Rhein-Herne-Kanal: Mit dem Frühling wachsen wieder Müllberge

Der Rhein-Herne-Kanal (hier Anlegepunkt Unser Fritz) ist vor allem im Sommer ein beliebtes Ausflugsziel. Leider zum Teil mit negativen Folgen.

Der Rhein-Herne-Kanal (hier Anlegepunkt Unser Fritz) ist vor allem im Sommer ein beliebtes Ausflugsziel. Leider zum Teil mit negativen Folgen.

Foto: Bastian Haumann

Herne.   Bei gutem Wetter ist das Ufer des Rhein-Herne-Kanals ein beliebtes Ausflugsziel. Doch nicht immer verhalten sich die Besucher angemessen.

Der Frühling lockt die Menschen in die Natur. Beliebtes Ziel sind dabei auch die Ufer des Rhein-Herne-Kanals.
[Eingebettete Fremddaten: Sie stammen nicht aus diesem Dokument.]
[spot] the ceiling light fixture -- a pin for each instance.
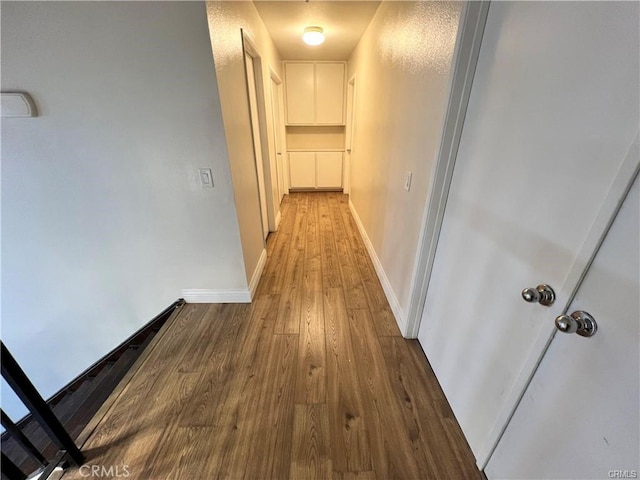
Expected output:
(313, 36)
Die WAZ sprach mit Martina Karaszkiewicz, Leiterin des Herner Außenbezirks des Wasser- und Schifffahrtsamtes Duisburg-Meiderich.

1 Wie verhalten sich die Leute, wenn sie zum Kanal kommen?

Hier finden sich zunächst einmal ganz unterschiedliche Gruppen ein. Da gibt es die Angler, die Wanderer oder auch Familien beziehungsweise Gruppen, die sich zum Grillen treffen. Ärgerlich sind die schlechten Angewohnheiten, denn viele Gäste lassen große Mengen an Müll liegen. Es gibt sogar Leute, die ziehen, wenn sie den Unrat selbst nicht mehr ertragen können, ein Stückchen weiter, wo es sauber ist,

2 Wer kümmert sich denn darum, dass der Müll weggeschafft wird?

Bei Betriebswegen, die für die Öffentlichkeit freigegeben sind, liegt die Zuständigkeit bei den Kommunen, also in diesem Fall bei der Stadt Herne. Dazu sind entsprechende Verträge geschlossen worden. Unter anderem sind es Ein-Euro-Jobber, die sich mit der Aufgabe befassen. Dabei ist es schon sehr ärgerlich, dass die Leute egal welchen Alters, so viel Müll liegen lassen.

3 Sind eigentlich auch Wildcamper ein Problem?

Durchaus. Es gibt eine ganze Reihe von Leuten, die mit dem Zelt anrücken, um am Kanal ihre Zeit zu verbringen. Dabei ist Campen verboten. Wer erwischt wird, muss mit Strafgeldern rechnen, die 35 Euro und auch höher liegen können.